Although we use the term ‘report’ for student submissions and generally expect them to be text-based, we urge students to consider adding diagrams or PowerPoint slides when relevant. The student should also pay close attention to technical editing with clear labeling of the various sections of reports, page numbering, and adding their name and date to each submission. There is further guidance on writing below and on the website.
Here is an example of how this would work in practice
  1. The student identifies high Maternal Mortality Rate (MMR) as an important public health problem.
  2. The student examines the problem of MMR- how high, what are potential causes and solutions, etc.; thus, the high MMR could be due to lack of service, affordability, lack of trained professionals or not practicing safe care, poor nutrition, and so on. The student would write a short essay (10 marks) to demonstrate a holistic understanding of the problem and, based on that, suggest one particular area of the problem that they wish to develop further. They would then frame a question for a systematic literature review to be performed later.
  3. The student then undertakes a rigorous systematic literature review and adapts their research question accordingly. The assignment is a systematic literature review (40 marks) ending with a research question for the research protocol.
  4. Next, the student methodologically designs the study for the question identified above. The assignment is a research protocol (40 marks).
Knowledge of the existing evidence base is a theme that runs throughout the dissertation, whereby students are asked to constantly refer to the relevant literature for each part of the dissertation. Although students will perform a proper systematic review, they should learn the discipline of continually checking emerging literature as new evidence becomes available, which may have implications.

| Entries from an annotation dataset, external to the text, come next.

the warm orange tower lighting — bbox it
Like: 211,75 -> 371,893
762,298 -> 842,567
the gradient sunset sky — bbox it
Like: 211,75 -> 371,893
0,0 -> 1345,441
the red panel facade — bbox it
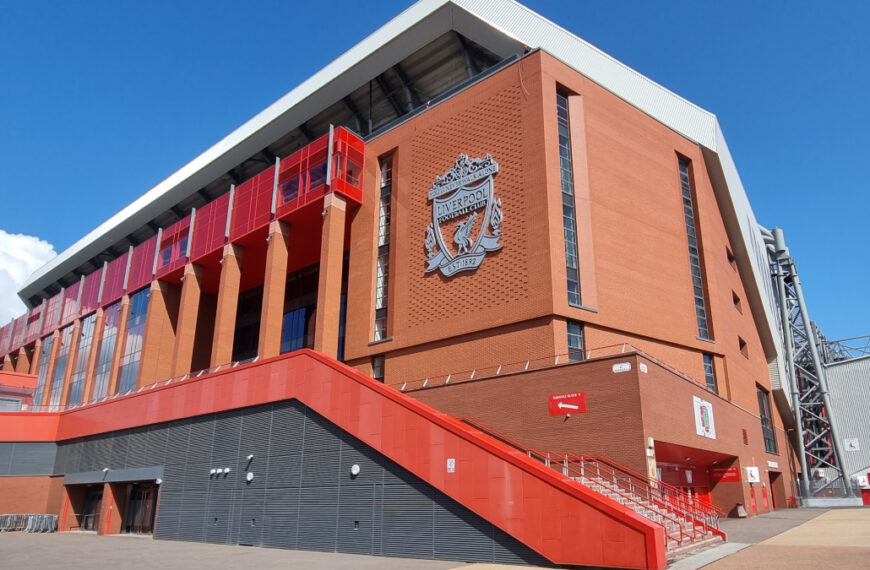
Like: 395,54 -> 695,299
100,252 -> 130,307
39,293 -> 61,336
230,166 -> 275,241
60,280 -> 82,326
79,267 -> 103,317
155,216 -> 190,279
190,194 -> 230,262
127,236 -> 157,291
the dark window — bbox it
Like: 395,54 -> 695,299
556,93 -> 580,305
704,354 -> 719,394
680,158 -> 711,339
374,156 -> 393,341
372,354 -> 384,382
756,386 -> 776,453
568,321 -> 583,360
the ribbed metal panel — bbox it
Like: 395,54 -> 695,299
52,401 -> 560,564
825,357 -> 870,476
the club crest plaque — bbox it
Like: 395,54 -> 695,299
426,154 -> 502,277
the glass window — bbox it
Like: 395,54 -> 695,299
556,93 -> 580,305
568,321 -> 584,360
118,287 -> 150,393
680,158 -> 711,339
704,354 -> 719,394
755,386 -> 776,453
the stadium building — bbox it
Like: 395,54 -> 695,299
0,0 -> 799,568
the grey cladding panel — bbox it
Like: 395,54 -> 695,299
54,401 -> 546,565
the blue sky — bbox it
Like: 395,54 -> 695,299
0,0 -> 870,338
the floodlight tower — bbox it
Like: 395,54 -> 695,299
760,228 -> 852,499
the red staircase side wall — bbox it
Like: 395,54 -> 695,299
0,350 -> 666,569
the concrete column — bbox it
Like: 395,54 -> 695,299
106,295 -> 130,396
257,220 -> 290,359
29,338 -> 42,376
137,280 -> 181,386
211,243 -> 242,367
98,483 -> 127,534
82,309 -> 106,402
172,263 -> 202,377
15,346 -> 30,374
33,331 -> 60,406
60,319 -> 82,406
314,193 -> 347,358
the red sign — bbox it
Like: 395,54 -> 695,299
549,392 -> 586,416
710,467 -> 740,483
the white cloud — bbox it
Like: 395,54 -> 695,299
0,230 -> 57,326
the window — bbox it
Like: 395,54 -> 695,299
118,288 -> 150,393
680,158 -> 710,339
372,354 -> 384,382
67,313 -> 97,405
33,335 -> 54,406
374,156 -> 393,341
93,301 -> 121,400
755,385 -> 776,453
556,93 -> 580,306
704,354 -> 719,394
731,291 -> 743,315
568,321 -> 583,360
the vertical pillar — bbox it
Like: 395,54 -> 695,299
137,280 -> 180,386
33,330 -> 60,406
314,192 -> 347,358
29,338 -> 42,376
82,309 -> 106,402
15,346 -> 30,374
106,295 -> 130,396
211,243 -> 242,367
60,319 -> 82,406
172,263 -> 202,377
98,483 -> 127,534
257,220 -> 290,358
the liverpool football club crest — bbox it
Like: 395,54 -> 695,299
426,154 -> 502,277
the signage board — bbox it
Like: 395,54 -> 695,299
548,392 -> 586,416
710,467 -> 740,483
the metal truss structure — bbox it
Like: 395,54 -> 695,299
760,228 -> 852,498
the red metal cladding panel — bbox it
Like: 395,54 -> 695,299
60,280 -> 82,326
23,304 -> 42,346
79,267 -> 103,316
39,293 -> 61,336
230,166 -> 275,241
100,252 -> 130,307
190,194 -> 230,260
127,236 -> 157,292
155,216 -> 190,279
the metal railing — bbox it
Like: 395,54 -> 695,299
0,514 -> 57,532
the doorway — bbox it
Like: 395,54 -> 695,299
122,483 -> 157,534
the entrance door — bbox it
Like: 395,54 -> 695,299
79,485 -> 103,530
124,483 -> 157,534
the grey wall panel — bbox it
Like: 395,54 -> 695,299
54,401 -> 546,564
0,441 -> 57,476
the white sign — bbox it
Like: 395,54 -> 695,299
692,396 -> 716,439
746,466 -> 761,483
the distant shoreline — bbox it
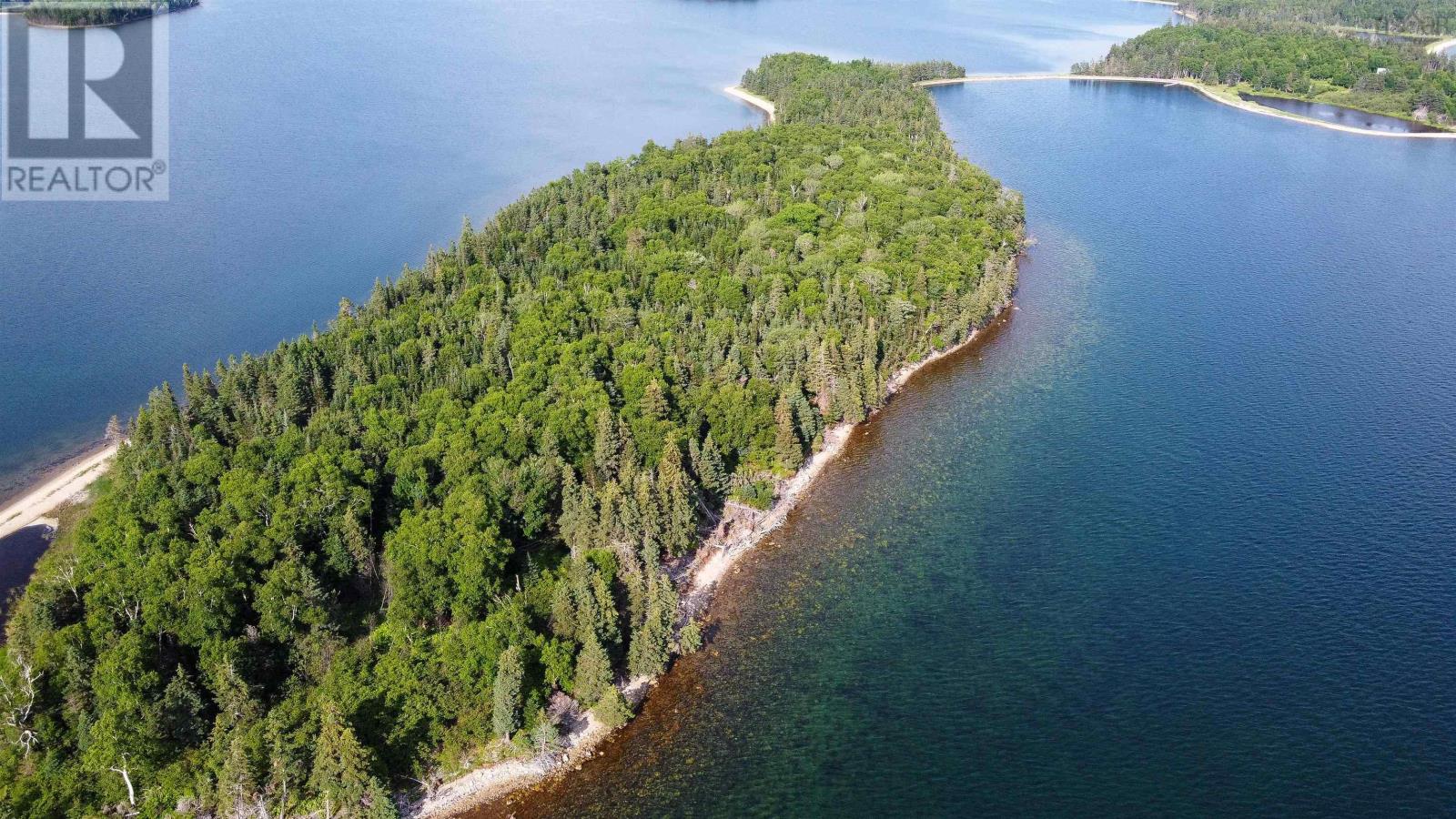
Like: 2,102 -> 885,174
413,298 -> 1015,819
17,2 -> 201,31
723,86 -> 776,123
915,73 -> 1456,140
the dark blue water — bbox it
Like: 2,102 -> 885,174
0,0 -> 1169,499
0,526 -> 54,626
1239,92 -> 1441,134
482,83 -> 1456,817
11,0 -> 1456,816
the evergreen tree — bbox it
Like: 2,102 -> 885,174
592,410 -> 622,478
572,637 -> 612,705
490,645 -> 526,739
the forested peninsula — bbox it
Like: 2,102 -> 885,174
1073,0 -> 1456,128
7,0 -> 201,27
0,54 -> 1024,817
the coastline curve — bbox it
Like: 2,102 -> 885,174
723,86 -> 774,123
915,75 -> 1456,140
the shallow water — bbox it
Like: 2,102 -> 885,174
0,0 -> 1169,606
1239,93 -> 1440,134
0,0 -> 1169,499
0,526 -> 54,626
479,83 -> 1456,817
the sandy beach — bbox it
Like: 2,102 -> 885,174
0,443 -> 118,538
915,75 -> 1456,140
723,86 -> 774,123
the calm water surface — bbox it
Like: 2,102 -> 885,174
0,0 -> 1169,598
480,83 -> 1456,817
1239,92 -> 1441,134
0,0 -> 1169,499
8,0 -> 1456,816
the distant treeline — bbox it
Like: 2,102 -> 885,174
0,54 -> 1024,817
1182,0 -> 1456,35
25,0 -> 201,26
1073,22 -> 1456,126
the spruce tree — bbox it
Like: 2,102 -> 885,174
572,626 -> 612,707
490,645 -> 526,739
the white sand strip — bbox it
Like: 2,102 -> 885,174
0,443 -> 118,538
915,75 -> 1456,140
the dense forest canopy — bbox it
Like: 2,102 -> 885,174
1181,0 -> 1456,35
0,54 -> 1024,816
25,0 -> 199,26
1073,22 -> 1456,126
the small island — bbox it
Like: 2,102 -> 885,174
0,54 -> 1024,817
9,0 -> 201,27
1073,0 -> 1456,133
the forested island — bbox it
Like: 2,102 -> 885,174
1073,0 -> 1456,128
0,54 -> 1024,817
1178,0 -> 1456,36
15,0 -> 201,27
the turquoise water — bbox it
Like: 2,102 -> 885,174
0,0 -> 1169,599
0,0 -> 1456,816
482,76 -> 1456,817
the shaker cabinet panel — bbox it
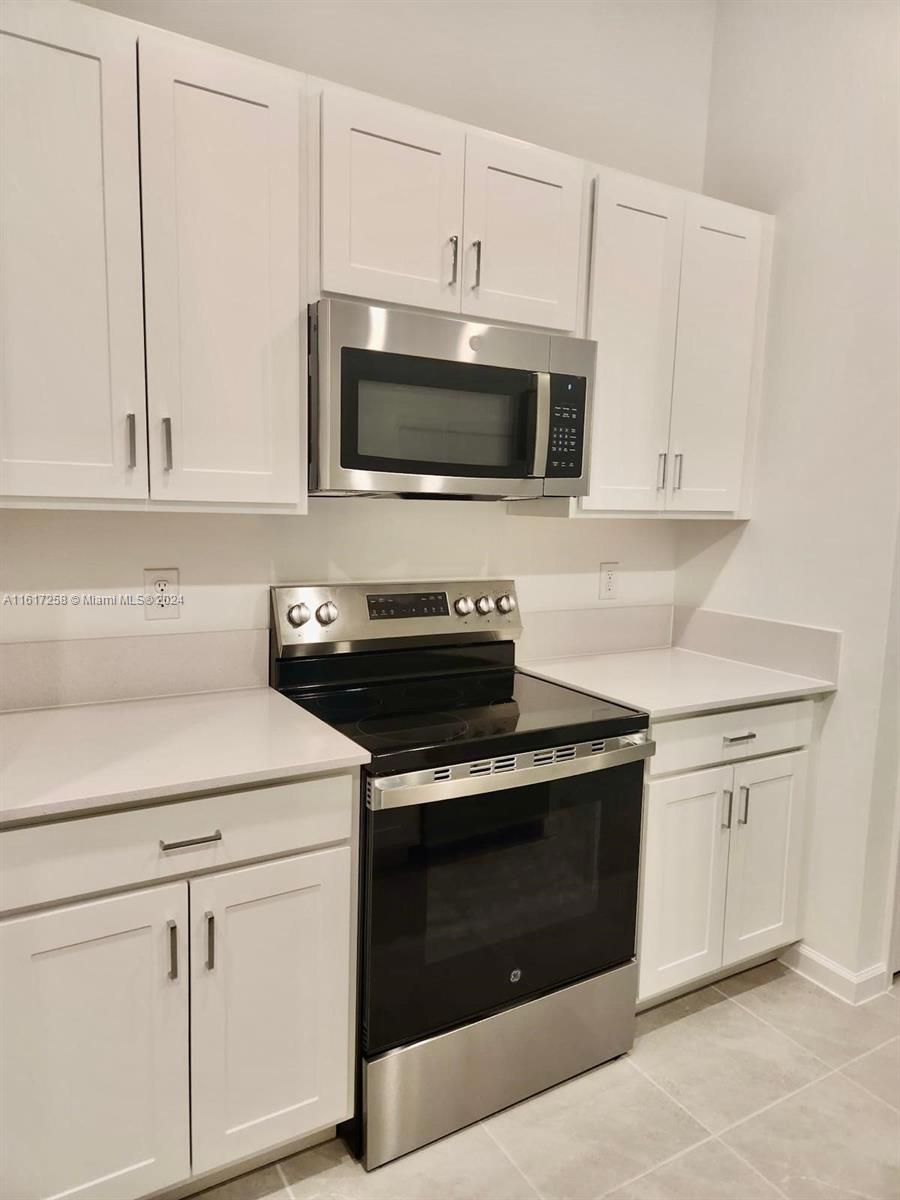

This is important since one major learning from the dissertation is recognizing the need to learn what is already known and not rush into following your instinct only – the hallmark of a good public health specialist is a systematic inquiry. Try and learn more holistically first before getting into specifics. Do not rush into excluding or including particular studies without good reasons as this may limit your thinking. Students may find the idea of using SMART criteria – https://en.wikipedia.org/wiki/SMART_criteria – progressively for each stage of the dissertation helpful.
Each student will be assigned an academic supervisor and will be enrolled in a facilitated discussion forum with other students enrolled in the dissertation module. However, the primary support is the academic supervisor, and regular contact is essential. The IT support team will contact students to remind them of assignment dates.
Assignments: There are four assignments. Students must pass each assignment before they can progress to the next stage of the Dissertation. The Dissertation should be from nine to ten thousand words. Some assignments, such as assignments one and four, are around one thousand words, while assignments two and three may be around four thousand words each.
Prerequisites for the Dissertation
Successful completion of eight modules, without any fails, is required (This includes compulsory modules).